Theodor W. Adorno (1903–1969) was a member of what has become known as the first generation of Critical Theory. As was the case with his colleagues at the Frankfurt School For Social Research (Horkheimer, Marcuse, et al - the other first generation Critical Theorists), Adorno’s work was interdisciplinary and considerably Marxist. His task, as he saw it, was the employment of philosophy, sociology and other tools in order to understand present and past evils, thereby helping to prepare the possibility – he thought one could do little more than that – of a better future. Philosophically he owes most to Kant, Hegel, Marx and Nietzsche - thinkers upon whom he drew in creating a distinctive approach to metaphysics, epistemology, ethics, aesthetics, and political philosophy. Other important influences are Freud and Walter Benjamin.

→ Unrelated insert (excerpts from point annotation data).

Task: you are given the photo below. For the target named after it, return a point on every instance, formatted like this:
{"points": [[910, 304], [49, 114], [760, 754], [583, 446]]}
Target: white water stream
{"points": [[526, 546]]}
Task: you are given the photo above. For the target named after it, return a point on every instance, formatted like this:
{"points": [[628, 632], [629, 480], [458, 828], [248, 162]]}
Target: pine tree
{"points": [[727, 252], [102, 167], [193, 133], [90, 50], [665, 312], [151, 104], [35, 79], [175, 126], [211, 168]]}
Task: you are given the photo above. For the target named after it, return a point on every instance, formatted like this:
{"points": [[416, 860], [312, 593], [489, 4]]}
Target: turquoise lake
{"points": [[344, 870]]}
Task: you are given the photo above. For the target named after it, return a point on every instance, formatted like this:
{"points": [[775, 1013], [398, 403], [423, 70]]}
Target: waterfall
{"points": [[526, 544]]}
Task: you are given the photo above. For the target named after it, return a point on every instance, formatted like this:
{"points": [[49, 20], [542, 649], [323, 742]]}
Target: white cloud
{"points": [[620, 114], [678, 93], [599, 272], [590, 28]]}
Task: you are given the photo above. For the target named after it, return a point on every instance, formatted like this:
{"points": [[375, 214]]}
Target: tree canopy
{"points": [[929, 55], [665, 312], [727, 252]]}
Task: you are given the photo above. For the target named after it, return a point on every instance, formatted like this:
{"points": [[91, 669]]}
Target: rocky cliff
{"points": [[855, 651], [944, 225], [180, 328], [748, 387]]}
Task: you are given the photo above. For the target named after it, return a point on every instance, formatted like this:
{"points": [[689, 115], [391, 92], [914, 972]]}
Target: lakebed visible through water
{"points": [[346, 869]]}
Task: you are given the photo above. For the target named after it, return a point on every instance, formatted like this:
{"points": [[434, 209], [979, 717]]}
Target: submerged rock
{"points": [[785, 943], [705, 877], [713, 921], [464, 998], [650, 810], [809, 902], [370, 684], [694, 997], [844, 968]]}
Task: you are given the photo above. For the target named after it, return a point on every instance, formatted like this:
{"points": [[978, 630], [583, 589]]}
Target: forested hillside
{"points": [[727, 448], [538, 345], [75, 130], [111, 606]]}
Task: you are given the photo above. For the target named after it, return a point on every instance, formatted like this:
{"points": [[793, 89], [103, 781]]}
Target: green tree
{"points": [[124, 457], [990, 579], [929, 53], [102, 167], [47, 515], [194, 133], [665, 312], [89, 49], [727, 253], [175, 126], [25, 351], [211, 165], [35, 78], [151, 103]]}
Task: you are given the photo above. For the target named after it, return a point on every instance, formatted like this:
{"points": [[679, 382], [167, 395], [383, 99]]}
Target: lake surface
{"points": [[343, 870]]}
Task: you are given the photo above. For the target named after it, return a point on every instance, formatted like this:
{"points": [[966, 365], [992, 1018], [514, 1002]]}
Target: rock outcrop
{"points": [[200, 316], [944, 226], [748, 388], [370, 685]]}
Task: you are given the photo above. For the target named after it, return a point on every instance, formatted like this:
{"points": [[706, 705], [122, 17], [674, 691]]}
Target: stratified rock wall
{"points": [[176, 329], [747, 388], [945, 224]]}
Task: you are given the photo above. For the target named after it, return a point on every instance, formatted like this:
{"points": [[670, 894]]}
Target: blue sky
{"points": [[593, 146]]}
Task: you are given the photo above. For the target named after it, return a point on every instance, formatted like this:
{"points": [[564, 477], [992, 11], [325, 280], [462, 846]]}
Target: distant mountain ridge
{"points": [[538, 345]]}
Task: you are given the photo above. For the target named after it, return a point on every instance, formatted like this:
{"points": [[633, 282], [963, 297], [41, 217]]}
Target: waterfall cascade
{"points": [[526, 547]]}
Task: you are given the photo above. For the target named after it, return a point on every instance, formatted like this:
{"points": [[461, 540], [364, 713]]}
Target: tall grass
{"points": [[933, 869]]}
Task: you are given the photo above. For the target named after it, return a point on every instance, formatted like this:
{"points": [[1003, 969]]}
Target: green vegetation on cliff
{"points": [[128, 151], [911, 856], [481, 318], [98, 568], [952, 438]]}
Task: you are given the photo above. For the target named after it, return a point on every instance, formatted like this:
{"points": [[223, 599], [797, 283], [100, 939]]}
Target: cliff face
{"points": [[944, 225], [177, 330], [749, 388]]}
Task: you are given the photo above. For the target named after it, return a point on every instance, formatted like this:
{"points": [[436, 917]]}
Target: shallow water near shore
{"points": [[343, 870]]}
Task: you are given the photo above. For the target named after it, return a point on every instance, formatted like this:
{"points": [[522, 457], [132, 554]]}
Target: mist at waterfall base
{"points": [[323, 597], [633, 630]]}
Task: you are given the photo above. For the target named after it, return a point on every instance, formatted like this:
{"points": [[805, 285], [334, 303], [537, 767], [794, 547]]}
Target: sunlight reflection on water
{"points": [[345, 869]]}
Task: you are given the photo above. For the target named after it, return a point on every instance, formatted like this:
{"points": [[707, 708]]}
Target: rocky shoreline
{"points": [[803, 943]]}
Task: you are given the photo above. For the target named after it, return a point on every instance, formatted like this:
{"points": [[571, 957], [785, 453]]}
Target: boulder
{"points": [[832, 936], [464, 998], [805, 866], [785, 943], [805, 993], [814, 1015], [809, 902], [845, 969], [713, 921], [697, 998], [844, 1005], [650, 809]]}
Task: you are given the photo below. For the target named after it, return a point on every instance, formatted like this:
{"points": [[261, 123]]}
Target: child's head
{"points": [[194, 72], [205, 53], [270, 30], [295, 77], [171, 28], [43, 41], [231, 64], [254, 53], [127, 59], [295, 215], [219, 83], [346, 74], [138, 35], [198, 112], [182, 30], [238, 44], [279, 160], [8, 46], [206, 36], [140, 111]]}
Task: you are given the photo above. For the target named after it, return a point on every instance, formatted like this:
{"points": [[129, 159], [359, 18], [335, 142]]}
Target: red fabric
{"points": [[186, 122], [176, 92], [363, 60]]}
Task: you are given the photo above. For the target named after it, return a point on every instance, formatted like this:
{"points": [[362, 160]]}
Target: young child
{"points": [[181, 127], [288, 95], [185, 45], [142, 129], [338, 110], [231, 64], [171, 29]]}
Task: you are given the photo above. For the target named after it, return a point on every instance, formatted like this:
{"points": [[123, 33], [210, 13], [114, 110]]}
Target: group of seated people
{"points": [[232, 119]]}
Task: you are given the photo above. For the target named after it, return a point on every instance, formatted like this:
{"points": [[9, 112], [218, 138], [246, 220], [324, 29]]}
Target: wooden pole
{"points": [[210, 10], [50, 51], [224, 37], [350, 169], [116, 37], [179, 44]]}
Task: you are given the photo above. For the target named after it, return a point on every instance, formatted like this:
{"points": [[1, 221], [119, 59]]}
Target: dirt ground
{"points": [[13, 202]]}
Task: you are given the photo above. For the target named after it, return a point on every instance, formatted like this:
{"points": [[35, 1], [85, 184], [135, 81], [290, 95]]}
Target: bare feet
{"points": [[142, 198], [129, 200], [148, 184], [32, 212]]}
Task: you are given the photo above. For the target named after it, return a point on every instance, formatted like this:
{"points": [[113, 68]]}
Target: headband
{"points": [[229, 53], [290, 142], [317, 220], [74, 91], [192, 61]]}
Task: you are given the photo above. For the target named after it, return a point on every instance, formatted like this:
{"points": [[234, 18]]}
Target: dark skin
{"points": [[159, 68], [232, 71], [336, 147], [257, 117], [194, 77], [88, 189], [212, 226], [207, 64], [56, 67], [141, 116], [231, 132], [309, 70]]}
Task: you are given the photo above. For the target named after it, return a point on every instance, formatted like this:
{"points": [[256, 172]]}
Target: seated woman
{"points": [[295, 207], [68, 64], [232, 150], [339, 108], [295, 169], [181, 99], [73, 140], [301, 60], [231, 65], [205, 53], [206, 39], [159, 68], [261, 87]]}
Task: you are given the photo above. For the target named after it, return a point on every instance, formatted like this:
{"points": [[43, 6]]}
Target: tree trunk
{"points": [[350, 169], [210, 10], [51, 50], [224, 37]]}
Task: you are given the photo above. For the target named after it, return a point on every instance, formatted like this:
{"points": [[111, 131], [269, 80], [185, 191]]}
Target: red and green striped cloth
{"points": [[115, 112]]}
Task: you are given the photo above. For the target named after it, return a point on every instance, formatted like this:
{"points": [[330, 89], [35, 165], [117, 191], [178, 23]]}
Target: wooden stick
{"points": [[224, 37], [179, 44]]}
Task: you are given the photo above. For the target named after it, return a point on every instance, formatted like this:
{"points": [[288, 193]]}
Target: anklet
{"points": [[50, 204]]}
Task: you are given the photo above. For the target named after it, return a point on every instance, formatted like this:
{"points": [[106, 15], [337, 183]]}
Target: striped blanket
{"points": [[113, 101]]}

Adorno’s magnum opus, Negative Dialectics (first published 1966), is as much a critique of metaphysics, epistemology and of systematic philosophy in general as it is a contribution to those endeavours. Somewhat similar – and working via an account of Husserl’s phenomenology – is the earlier Metacritique of Epistemology (first published in 1956). The posthumously published Aesthetic Theory is also very important; given the centrality of aesthetics to Adorno’s philosophy, it is not ‘just’ a work on aesthetics. There are other important works. Dialectic of Enlightenment (co-written with Max Horkheimer; first published in 1947) presents a case that the Enlightenment has disastrously misfired. Minima Moralia (1951) is a careful and quintessentially Adornian aphoristic text, covering many subjects but especially social, political and ethical ones. Hegel: Three Studies (1963) is something of a preparation for Negative Dialectics. Among the recently translated lecture courses, Problems of Moral Philosophy is perhaps the most revealing.
Theodor Adorno: Key Concepts, edited by D. Cook, might be the most accessible introduction to this difficult thinker. Other introductions include works by B. O’Connor, G. Rose, S. Jarvis, and chapters 5 and 7 of D. Held. Adorno’s lectures (such as the aforementioned Problems of Moral Philosophy) are also useful as introductions.